Mariska Hargitay Mariska Hargitay

Hitting the 300-episode benchmark is an impressive achievement for any series, but by the standards of the Law & Order franchise, SVU still has a ways to go before it approaches, let alone overtakes, the longevity of the still-missed mothership, which clocked more than 450 hours before NBC's abrupt pulling of the plug two years ago.

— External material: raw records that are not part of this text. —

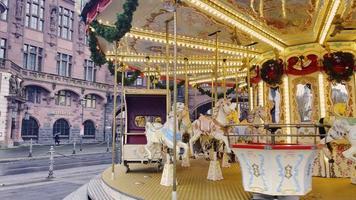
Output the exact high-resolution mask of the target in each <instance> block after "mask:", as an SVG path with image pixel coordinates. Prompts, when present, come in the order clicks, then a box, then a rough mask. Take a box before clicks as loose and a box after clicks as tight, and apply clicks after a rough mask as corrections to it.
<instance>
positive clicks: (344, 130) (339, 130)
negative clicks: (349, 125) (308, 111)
mask: <svg viewBox="0 0 356 200" xmlns="http://www.w3.org/2000/svg"><path fill="white" fill-rule="evenodd" d="M348 128H349V124H348V122H347V121H346V120H343V119H337V120H335V122H334V123H333V126H332V127H331V128H330V129H329V131H328V135H327V136H326V137H325V138H323V139H322V140H320V143H321V144H327V143H329V142H331V141H333V140H338V139H341V138H343V137H345V136H347V134H348V131H349V130H348Z"/></svg>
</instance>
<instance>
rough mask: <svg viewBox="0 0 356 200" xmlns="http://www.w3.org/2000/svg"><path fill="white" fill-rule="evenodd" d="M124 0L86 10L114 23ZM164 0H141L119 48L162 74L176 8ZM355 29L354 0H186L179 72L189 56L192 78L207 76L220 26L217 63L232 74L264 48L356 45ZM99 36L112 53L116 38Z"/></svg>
mask: <svg viewBox="0 0 356 200" xmlns="http://www.w3.org/2000/svg"><path fill="white" fill-rule="evenodd" d="M125 2H126V1H125V0H102V1H98V0H91V1H89V2H88V3H87V4H86V6H85V7H84V9H83V10H82V16H83V17H84V18H85V20H86V21H87V22H88V23H90V22H92V21H93V20H97V21H98V22H99V23H101V24H105V25H109V26H114V24H115V22H116V18H117V17H116V16H117V14H118V13H122V12H123V8H122V7H123V4H124V3H125ZM165 3H167V1H163V0H144V1H143V0H142V1H139V6H138V7H137V10H136V11H135V12H134V15H133V20H132V28H131V31H130V32H128V33H126V35H125V36H124V37H123V38H122V39H121V41H120V49H119V54H120V56H121V59H123V61H124V62H126V63H128V64H129V65H133V66H136V67H138V68H140V69H141V70H144V69H145V68H146V67H147V66H150V67H153V68H155V69H156V71H157V72H158V73H160V74H161V75H163V74H164V71H165V70H164V68H165V61H166V57H165V54H166V50H165V48H166V47H165V44H166V24H168V32H169V44H170V50H169V53H170V56H169V58H168V59H169V62H170V63H172V62H173V56H172V55H173V22H172V15H173V14H172V12H168V11H167V10H166V9H165V7H164V5H165ZM355 30H356V2H355V1H347V0H330V1H323V0H312V1H311V0H272V1H265V0H240V1H237V0H214V1H211V0H184V1H180V2H179V6H178V9H177V33H178V36H177V41H178V74H183V73H184V65H185V64H186V65H188V68H187V70H188V73H189V74H195V75H194V76H192V77H191V79H194V80H207V79H208V78H209V76H210V75H209V74H211V72H212V66H214V64H215V52H214V51H215V39H216V38H215V36H209V34H210V33H213V32H215V31H221V32H220V33H219V36H218V49H219V50H218V52H219V66H223V65H224V66H226V70H227V75H229V74H230V75H231V73H232V72H238V73H241V76H245V75H246V73H244V72H245V71H246V69H244V67H245V66H246V60H249V61H250V62H249V63H251V64H254V63H255V64H261V61H263V60H264V59H265V57H266V55H275V54H283V53H284V52H288V51H292V50H293V48H298V47H299V46H301V45H305V44H312V45H315V46H318V47H319V48H321V49H323V47H325V46H324V45H325V44H327V43H328V44H332V43H337V42H343V43H351V44H352V46H353V48H355V40H356V31H355ZM98 41H99V46H100V48H101V50H102V51H103V52H104V53H105V54H106V57H107V58H109V59H110V58H114V47H113V43H109V42H107V41H106V40H104V39H103V38H100V37H99V39H98ZM276 52H278V53H276ZM148 57H149V59H148ZM185 58H187V59H188V60H187V59H185ZM223 59H226V61H225V62H224V61H223ZM218 71H219V72H221V69H219V70H218ZM233 77H235V76H232V75H231V77H230V78H233ZM228 78H229V77H228ZM194 80H193V81H194Z"/></svg>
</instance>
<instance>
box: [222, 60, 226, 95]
mask: <svg viewBox="0 0 356 200" xmlns="http://www.w3.org/2000/svg"><path fill="white" fill-rule="evenodd" d="M225 76H226V59H225V58H224V59H223V90H224V99H226V79H225Z"/></svg>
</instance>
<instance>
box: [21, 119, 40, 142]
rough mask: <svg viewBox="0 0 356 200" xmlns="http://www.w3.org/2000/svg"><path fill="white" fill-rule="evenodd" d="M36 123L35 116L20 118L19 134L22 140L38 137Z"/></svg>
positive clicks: (25, 139) (36, 125)
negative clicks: (20, 136)
mask: <svg viewBox="0 0 356 200" xmlns="http://www.w3.org/2000/svg"><path fill="white" fill-rule="evenodd" d="M38 127H39V126H38V123H37V121H36V119H35V118H33V117H30V118H29V119H22V128H21V135H22V138H23V139H24V140H26V139H31V138H38Z"/></svg>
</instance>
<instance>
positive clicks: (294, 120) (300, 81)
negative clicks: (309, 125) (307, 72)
mask: <svg viewBox="0 0 356 200" xmlns="http://www.w3.org/2000/svg"><path fill="white" fill-rule="evenodd" d="M307 83H309V84H310V85H311V90H312V92H313V103H312V105H313V106H312V108H313V109H312V114H311V121H310V123H314V122H317V121H318V120H319V105H320V103H319V89H318V81H317V79H316V78H314V77H311V76H303V77H299V78H295V79H293V80H292V84H291V86H292V88H291V90H290V94H291V101H292V106H291V109H292V110H291V111H292V112H291V113H293V115H292V117H294V122H295V123H299V122H301V121H302V120H301V119H300V116H299V114H296V113H298V103H297V95H296V91H297V85H298V84H303V85H305V84H307Z"/></svg>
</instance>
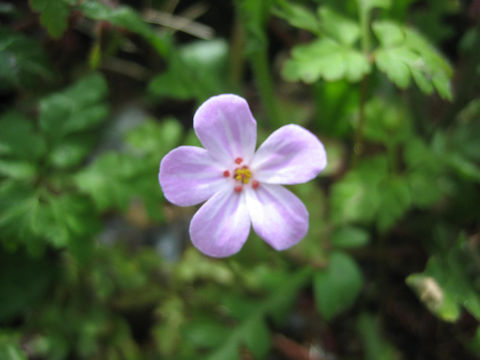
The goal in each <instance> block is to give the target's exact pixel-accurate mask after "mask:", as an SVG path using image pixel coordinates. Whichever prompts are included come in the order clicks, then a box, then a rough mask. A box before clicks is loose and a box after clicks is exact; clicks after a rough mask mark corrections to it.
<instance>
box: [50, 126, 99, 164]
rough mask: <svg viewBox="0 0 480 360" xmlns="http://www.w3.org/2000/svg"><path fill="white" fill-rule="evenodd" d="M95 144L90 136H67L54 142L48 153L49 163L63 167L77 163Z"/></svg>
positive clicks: (87, 152)
mask: <svg viewBox="0 0 480 360" xmlns="http://www.w3.org/2000/svg"><path fill="white" fill-rule="evenodd" d="M94 145H95V137H92V136H85V135H83V134H82V136H67V137H65V138H63V139H61V140H60V141H59V142H58V143H56V144H54V145H53V147H52V149H51V150H50V152H49V153H48V158H47V159H48V162H49V163H50V165H52V166H54V167H56V168H59V169H65V168H69V167H72V166H76V165H79V164H80V163H81V162H82V161H83V160H84V159H85V158H86V157H87V156H88V155H89V153H90V151H91V150H92V148H93V146H94Z"/></svg>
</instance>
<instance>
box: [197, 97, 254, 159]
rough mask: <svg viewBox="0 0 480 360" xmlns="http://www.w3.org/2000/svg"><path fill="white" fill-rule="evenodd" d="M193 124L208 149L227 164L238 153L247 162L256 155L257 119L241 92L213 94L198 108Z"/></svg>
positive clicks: (199, 137)
mask: <svg viewBox="0 0 480 360" xmlns="http://www.w3.org/2000/svg"><path fill="white" fill-rule="evenodd" d="M193 127H194V129H195V132H196V134H197V136H198V138H199V139H200V141H201V142H202V144H203V146H204V147H205V149H207V150H208V152H209V153H210V155H211V156H212V157H213V158H215V159H216V160H218V161H220V162H222V163H223V164H225V165H228V166H230V165H232V162H233V161H234V160H235V159H236V158H238V157H241V158H243V159H244V160H245V161H246V162H250V160H251V159H252V157H253V153H254V152H255V145H256V143H257V122H256V121H255V119H254V118H253V115H252V113H251V112H250V108H249V107H248V104H247V102H246V101H245V99H243V98H241V97H240V96H237V95H232V94H224V95H218V96H214V97H211V98H210V99H208V100H207V101H205V102H204V103H203V104H202V105H201V106H200V107H199V108H198V110H197V112H196V113H195V116H194V117H193Z"/></svg>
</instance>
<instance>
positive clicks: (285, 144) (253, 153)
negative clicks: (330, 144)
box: [158, 94, 327, 257]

SVU's best days (i.e., the Benson-Stabler era) are decidedly in the rear-view mirror, and that's where tonight's episode No. 300 (9/8c) looks. We get glimpses of a younger Benson (Mariska Hargitay) and Munch (Richard Belzer) as their present-day versions reflect on a missing-child cold case from 1999 (SVU's premiere year) that shares unmistakable similarities with a current child abduction. How times have changed, and how they haven't, as the transitional Morningside Heights neighborhood (bordering Harlem) still features a wall-sized mural in memory of the missing boy from 13 years ago. Is it a coincidence that the newly missing kidnap victim is the son of a real-estate scion (Hamish Linklater) directly responsible for the shifting demographics of this hood?

Less sordid than the SVU norm, but no less impassioned in its zeal for protecting innocent victims, this episode benefits from a tangible understanding of life in this city and how a community (and police department) can be haunted for years by a senseless crime.